Eine gewisse Härte ist gefragt

Joe Zeller in seinem Element

(08.09.2009) Jo Zeller Racing ist ein kleines aber sehr feines Racing-Team, das sich seit Jahren vor allem im ATS Formel-3-Cup engagiert. Immer wieder ist der knallgelbe Teambus aber auch im Fahrerlager der Formel-3-Euroserie zu sehen – Teamchef Jo Zeller kann sich also ein Urteil über die beiden wichtigen Formel-3-Serien erlauben.
Ein sehr stressiges Unterfangen, zwei so professionelle Serien zu bedienen, oder?
Ja, auf jeden Fall. Sicherlich wäre es einfacher, sich auf eine Serie zu konzentrieren. Aber trotz der Erfolge ist es schwer Fahrer mit Budget zu finden, mit denen man den ATS Formel-3-Cup auch gewinnen kann. Ich habe meine Vorstellungen, wie die Saison, auch bezüglich Testfahrten, ablaufen soll. Es muss einfach ein Paket vorhanden sein, mit dem man die Möglichkeit hat, um den Meistertitel zu fahren. Deshalb wird das Budget als Dienstleister in der Formel-3-Eurserie aufgebessert.
Was macht, deiner Meinung nach, den größten Unterschied zwischen den beiden Formel-3-Serien für den Fahrer aus?
Dass im ATS Formel-3-Cup Tests erlaubt sind und zwar auch auf den Strecken, auf denen auch die Rennen ausgetragen werden. Und das auch im Sommer. In der Euroserie sind Testfahrten auf allen Strecken bis zum 15. Dezember erlaubt. Spätere private Tests dürfen nur noch auf Kursen absolviert werden, die nicht im Rennkalender stehen. Das ist schlecht, wenn man einen Fahrer in seinem ersten Jahr gut vorbereiten will. Er sollte wissen, wenn er zum Hockenheimring oder zum Nürburgring kommt, was ihn erwartet. Mit Marco Wittmann, zum Beispiel, fahre ich jetzt zum Euroserie-Rennen nach Brands Hatch – eine Strecke, die er noch nie gesehen hat.
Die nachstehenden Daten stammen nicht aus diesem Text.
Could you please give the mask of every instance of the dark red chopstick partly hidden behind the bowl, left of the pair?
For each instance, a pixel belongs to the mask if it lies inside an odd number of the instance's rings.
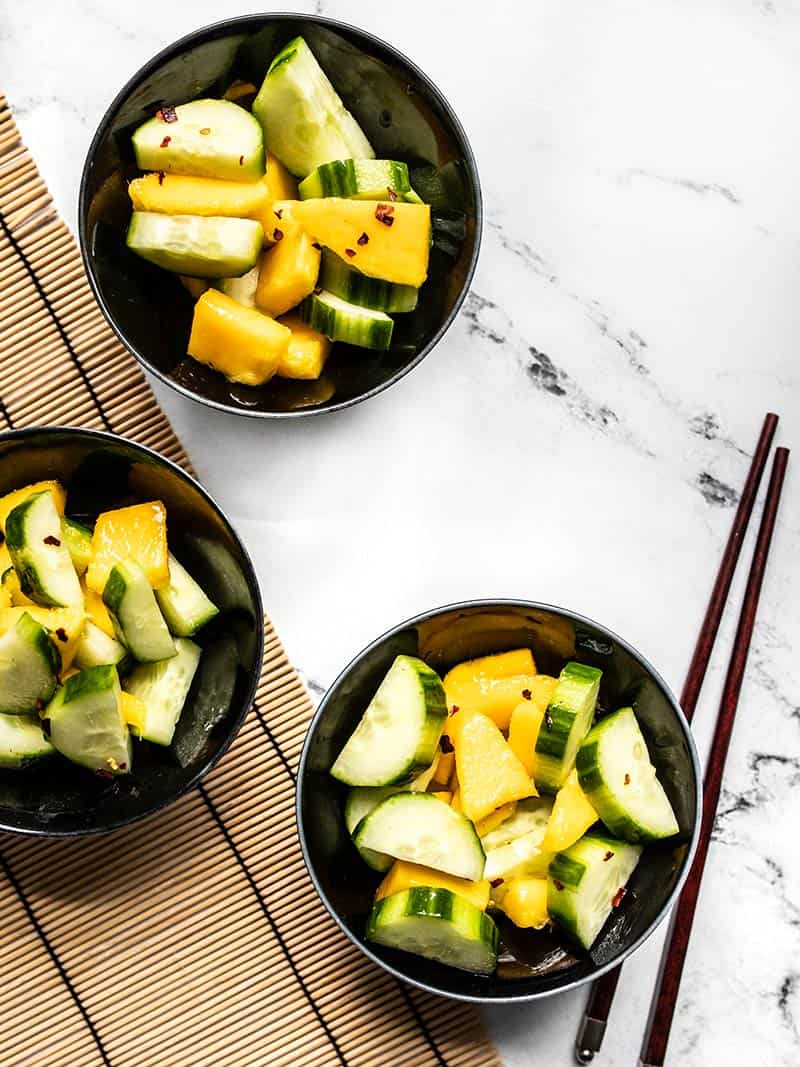
[[[739,498],[739,506],[734,515],[725,550],[720,559],[717,577],[708,598],[708,606],[706,607],[703,623],[700,627],[694,652],[692,653],[689,669],[686,673],[686,681],[681,692],[681,706],[690,722],[694,715],[700,690],[703,687],[711,651],[717,640],[725,603],[727,602],[727,594],[731,590],[731,583],[733,582],[741,546],[745,542],[745,536],[750,525],[750,516],[753,513],[753,506],[755,505],[758,487],[761,485],[762,476],[767,465],[769,449],[772,446],[772,439],[774,437],[777,427],[778,415],[769,412],[764,418],[762,431],[758,435],[758,443],[755,446],[747,480]],[[575,1041],[575,1058],[579,1064],[591,1063],[601,1050],[621,971],[622,964],[613,968],[613,970],[608,971],[603,977],[597,978],[592,986],[589,1002]]]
In dem Moment fehlt den Fahrern oft die Sicherheit, dann übertreiben sie es und machen Fehler. Natürlich ist das Niveau in der Euroserie gegenüber dem ATS Formel-3-Cup höher, aber auch der Druck ist größer. Nur 15. zu sein, ist vielen im ersten Jahr zu wenig. Sie wollen in den Top 8 oder 10 fahren. Bei manchen geht das gut, andere verkrampfen.
Wie sieht es bei deiner Arbeit als Teamchef aus? Was ist für dich anders?
Die Struktur und die Kostenspanne. Der ATS Formel-3-Cup ist familiärer und einfacher im allgemeinen Umgang. Das beginnt schon beim Auf- und Abbau der Zelte, der problemloser geregelt ist. Ein großer Unterschied sind auch die Sitzungen, in denen wir Teamchefs uns austauschen können. Das gibt es zwar auch in der Euroserie, aber in einem viel engeren Rahmen. Im ATS Formel-3-Cup kann man immer seine Fragen und Vorstellungen vorbringen. Dort wird viel familiärer gearbeitet und die Formel-3-Vereinigung versucht immer einen Gleichklang zwischen allen Beteiligten zu schaffen. Die Formel-3-Euroserie ist eher das harte Geschäft.
Findest du den Ablauf für einen jungen Piloten zuerst den ATS Formel-3-Cup zu bestreiten und dann in die Euroserie zu gehen sinnvoll?
Ja, für diesen Werdegang war ich schon immer ein Befürworter. Der Schritt, zum Beispiel aus der Formel BMW in die Euroserie ist einfach zu groß. Natürlich ist es möglich mit einem gut vorbereiteten Fahrer, der ohne Druck in die Saison geht, auch so einen großen Schritt zu wagen. Aber auf diese Weise werden Fahrer auch schnell ″verbrannt″. Denn oft will der Pilot einfach zu viel. Der ATS Formel-3-Cup ist ein guter Einstieg. Hier kann der Fahrer viel üben und weiter nach vorne kommen. Aber man muss auch die Zeit haben, ein oder zwei Jahre im ATS Formel-3-Cup zu fahren und dann aufzusteigen.
Worauf kommt es dir in der der Zusammenarbeit mit deinem Fahrer an?
In erster Linie Vertrauen. Der Fahrer sollte auch versuchen, das umzusetzen, was ich ihm versuche zu vermitteln, um ihn nach vorne zu bringen. Motorsport ist nun mal kein Zuckerschlecken. Im Motorsport braucht man, wie im Leben generell, eine gewisse Härte.